VA shifting focus to patient-centered EHRs


Healthcare is moving to a patient-centered approached and health information technology must follow suit, said Roger Baker, Veterans Affairs Department chief information officer. Baker spoke Oct. 18 at the AFCEA Bethesda Health IT Day in Bethesda, Md.

The VA has focused for years on creating electronic health records that deliver great information to clinicians, said Baker.

"But what we haven't done to this point is turn that into a patient-centered electronic health record," he added.

Right now, My HealtheVet is a great tool for clinicians, but it should be optimized as an easy to use patient record, said Baker. The department must also push Blue Button further toward end users, he said.

There are plenty of organizations tapping Blue Button data to provide patients with access to their information. But at the end of the day, all the patient gets is a bundle of ASCII files on his desktop.

"Wouldn't it be nice if they were aggregated together for a single view?" asked Baker.

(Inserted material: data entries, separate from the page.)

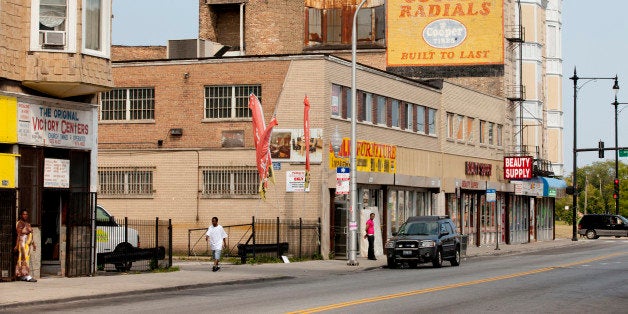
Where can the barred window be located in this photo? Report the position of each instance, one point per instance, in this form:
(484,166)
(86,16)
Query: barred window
(125,104)
(229,102)
(226,181)
(125,181)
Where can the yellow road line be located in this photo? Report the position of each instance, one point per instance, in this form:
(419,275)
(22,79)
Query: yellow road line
(451,286)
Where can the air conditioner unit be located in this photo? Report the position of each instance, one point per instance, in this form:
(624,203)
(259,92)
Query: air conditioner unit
(54,38)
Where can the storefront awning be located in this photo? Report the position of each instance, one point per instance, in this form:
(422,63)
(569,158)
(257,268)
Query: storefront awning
(554,187)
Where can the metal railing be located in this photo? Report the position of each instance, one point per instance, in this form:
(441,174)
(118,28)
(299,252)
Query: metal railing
(302,236)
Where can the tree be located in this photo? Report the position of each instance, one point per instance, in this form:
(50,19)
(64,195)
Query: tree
(590,179)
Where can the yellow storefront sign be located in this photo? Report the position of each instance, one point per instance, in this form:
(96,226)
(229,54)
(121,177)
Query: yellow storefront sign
(8,171)
(370,157)
(8,119)
(443,33)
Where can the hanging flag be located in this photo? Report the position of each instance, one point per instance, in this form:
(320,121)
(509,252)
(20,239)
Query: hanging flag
(261,139)
(306,139)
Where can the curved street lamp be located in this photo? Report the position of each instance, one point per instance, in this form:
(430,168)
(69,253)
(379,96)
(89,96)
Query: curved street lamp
(574,197)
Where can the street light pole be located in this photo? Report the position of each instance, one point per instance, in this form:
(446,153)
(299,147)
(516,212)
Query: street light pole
(574,196)
(615,103)
(353,225)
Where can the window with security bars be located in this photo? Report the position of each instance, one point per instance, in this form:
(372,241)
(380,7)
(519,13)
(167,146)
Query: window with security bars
(230,102)
(127,104)
(125,181)
(225,181)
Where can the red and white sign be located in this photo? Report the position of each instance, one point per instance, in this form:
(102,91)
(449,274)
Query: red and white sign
(343,180)
(518,167)
(295,181)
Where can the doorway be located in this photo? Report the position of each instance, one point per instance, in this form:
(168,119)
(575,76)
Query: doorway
(54,206)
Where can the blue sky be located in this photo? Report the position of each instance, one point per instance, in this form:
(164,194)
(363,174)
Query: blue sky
(595,41)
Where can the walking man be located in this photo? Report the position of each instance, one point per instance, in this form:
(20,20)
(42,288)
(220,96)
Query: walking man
(217,241)
(370,235)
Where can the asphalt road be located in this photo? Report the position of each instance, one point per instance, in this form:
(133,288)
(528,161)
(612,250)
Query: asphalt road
(591,280)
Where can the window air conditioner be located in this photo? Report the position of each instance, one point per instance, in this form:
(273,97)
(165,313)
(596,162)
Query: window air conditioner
(54,38)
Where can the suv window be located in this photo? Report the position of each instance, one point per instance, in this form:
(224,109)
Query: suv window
(103,218)
(447,227)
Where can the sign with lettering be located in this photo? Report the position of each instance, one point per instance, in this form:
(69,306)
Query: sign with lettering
(56,173)
(476,168)
(287,145)
(295,181)
(491,195)
(343,180)
(444,33)
(370,156)
(519,167)
(54,127)
(529,188)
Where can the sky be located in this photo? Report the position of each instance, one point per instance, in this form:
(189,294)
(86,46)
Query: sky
(595,41)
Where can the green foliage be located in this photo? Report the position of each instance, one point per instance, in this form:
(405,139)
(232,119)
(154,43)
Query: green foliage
(595,190)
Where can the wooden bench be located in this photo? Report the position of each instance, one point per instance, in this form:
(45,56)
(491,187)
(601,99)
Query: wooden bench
(245,249)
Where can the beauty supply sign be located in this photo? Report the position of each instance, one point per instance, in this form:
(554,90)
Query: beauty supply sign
(444,33)
(54,127)
(519,167)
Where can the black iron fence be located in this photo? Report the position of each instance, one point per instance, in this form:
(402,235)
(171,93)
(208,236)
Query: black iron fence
(133,245)
(299,237)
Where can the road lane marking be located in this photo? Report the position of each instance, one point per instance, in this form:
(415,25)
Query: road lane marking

The aggregated view could cross reference other health records such as pharmaceutical data to see where medications may conflict, he said.

Telehealth is another area of focus for Baker, who said VA will lead the way on innovation in this area. Ideally, a veteran could get two-thirds of their healthcare services by checking in with their doctor from home.

"That's better than driving 4 hours to the VA, I don't care how scenic the route is," he said.

Of course, there are security considerations when patients are collecting health information on personal devices, said Baker.

"When they become medical devices they're going to go through FDA certification, and for a very, very good reason," he said.

At that point, VA will rely on certifications that ensure technology is highly secure and accurate. But Baker's shop will be using that technology--not concerned with creating it, he said.